After bursting the balloons, we walked down the lane. When we came upon the Delmar house, Dresden stood up against the oak. I noticed her face right off.
She watched us approach over her book, Lord of the Flies. When I asked what was on her face, she answered it was makeup. In truth, it was construction paper, cut, trimmed, and taped into blush, lipstick, and purple eye shadow with long black lashes. The most unflattering was the pair of arching black lines placed over her own faint brows, giving her a sort of exaggerated madness.
She sighed like we were bothering her as she returned to her book and began to circle words.

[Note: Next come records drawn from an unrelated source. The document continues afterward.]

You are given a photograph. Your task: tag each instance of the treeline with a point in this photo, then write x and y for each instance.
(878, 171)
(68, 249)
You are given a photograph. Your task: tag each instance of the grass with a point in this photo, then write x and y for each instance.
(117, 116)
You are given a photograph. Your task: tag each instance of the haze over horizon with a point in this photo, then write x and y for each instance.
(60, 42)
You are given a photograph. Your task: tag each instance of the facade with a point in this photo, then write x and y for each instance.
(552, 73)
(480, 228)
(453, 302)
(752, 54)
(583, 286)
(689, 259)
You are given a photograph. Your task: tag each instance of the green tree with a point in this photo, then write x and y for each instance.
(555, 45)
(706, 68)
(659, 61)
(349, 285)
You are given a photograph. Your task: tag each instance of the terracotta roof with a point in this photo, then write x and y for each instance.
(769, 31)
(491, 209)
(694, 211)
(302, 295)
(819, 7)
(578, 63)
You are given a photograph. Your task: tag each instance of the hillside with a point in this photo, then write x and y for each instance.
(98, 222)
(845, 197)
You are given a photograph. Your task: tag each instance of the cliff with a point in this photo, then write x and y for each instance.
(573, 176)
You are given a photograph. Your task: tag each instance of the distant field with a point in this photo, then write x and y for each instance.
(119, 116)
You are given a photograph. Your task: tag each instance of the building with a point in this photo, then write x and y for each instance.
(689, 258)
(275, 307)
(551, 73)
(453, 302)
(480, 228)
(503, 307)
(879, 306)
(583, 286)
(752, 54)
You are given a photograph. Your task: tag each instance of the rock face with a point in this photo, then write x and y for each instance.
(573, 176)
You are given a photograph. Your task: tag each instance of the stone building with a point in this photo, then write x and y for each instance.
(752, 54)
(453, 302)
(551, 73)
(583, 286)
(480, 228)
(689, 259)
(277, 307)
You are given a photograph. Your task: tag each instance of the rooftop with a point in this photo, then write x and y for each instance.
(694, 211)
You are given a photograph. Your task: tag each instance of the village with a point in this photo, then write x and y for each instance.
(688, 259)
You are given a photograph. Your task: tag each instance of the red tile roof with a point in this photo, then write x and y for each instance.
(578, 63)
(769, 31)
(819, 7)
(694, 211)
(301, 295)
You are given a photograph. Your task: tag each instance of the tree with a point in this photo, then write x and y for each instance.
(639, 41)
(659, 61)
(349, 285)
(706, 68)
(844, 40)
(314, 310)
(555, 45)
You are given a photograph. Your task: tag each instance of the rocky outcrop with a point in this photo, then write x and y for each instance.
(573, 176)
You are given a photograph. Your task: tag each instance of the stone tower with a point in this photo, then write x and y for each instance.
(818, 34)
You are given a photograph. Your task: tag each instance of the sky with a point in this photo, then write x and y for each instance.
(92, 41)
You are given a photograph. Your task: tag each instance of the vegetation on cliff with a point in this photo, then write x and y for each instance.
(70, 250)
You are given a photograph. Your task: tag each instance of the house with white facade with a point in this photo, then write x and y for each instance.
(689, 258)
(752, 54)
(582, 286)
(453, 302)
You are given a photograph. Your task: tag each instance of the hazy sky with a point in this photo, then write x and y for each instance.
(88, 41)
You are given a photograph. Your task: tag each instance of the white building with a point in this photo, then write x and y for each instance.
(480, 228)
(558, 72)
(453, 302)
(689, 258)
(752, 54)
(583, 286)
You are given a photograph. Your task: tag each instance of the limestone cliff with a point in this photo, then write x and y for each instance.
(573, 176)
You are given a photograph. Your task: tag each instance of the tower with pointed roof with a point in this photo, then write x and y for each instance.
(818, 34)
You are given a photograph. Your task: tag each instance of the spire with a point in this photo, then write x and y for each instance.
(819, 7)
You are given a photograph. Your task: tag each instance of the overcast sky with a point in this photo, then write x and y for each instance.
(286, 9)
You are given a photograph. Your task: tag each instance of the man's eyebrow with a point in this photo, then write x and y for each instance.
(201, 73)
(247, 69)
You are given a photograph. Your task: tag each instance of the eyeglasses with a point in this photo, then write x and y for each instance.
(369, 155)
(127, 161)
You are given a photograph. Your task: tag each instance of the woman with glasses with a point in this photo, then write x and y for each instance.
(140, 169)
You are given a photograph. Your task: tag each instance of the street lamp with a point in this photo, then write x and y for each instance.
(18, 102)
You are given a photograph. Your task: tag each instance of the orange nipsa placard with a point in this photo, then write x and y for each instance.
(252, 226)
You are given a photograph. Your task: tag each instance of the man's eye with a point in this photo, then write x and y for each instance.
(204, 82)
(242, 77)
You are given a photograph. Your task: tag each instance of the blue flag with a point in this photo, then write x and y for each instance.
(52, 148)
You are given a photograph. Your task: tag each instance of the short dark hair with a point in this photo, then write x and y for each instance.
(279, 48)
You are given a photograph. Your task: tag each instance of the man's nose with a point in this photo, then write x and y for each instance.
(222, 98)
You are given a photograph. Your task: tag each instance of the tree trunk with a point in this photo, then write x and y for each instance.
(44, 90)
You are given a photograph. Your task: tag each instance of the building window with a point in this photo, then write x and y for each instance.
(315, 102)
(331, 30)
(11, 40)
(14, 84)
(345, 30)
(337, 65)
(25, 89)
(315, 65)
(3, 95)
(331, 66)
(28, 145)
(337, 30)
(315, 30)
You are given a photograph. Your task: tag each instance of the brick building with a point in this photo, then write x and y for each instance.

“Why do you do that every day?” Sal asked.
“One should write in their diary every day.” She flipped through the pages, showing how circling a word here and there made sentences like, Today was not so bad, and I hate my leg.
“I’m no writer, but still I want to record my days. And books have given me all the words I need. I just go through and take the ones that belong to me for the day. I like having my life entwined with literature’s great tales. It makes me more—” She closed her eyes and found the word. “—significant.”
I tried not to stare at that leg. I couldn’t see much of it. She wore a long, flowing dress, one of her many muted floral ones that went below her ankles, but the leg’s silhouette was still there. Its unbending form and black flat, which went against the bareness of her other foot.
“There’s a pool in the backyard.” Her frizzy hair stuck out as if it too had its own life to seize. “You guys could go for a swim.”
We walked around the house, which was a large whitewashed brick, the white fading in places to the rusty tinge beneath. It had green shutters and green trim that matched the green bushes of the rose garden.
The heat would not prevent Alvernine’s roses from blooming. When the sun’s rays were too much, she would shade the roses by setting up tents, the kind used for parties and events. She would drape the bushes with dampened blankets to regulate their temperature, and she used fans, reaching from the house by extension cord, to keep them cool.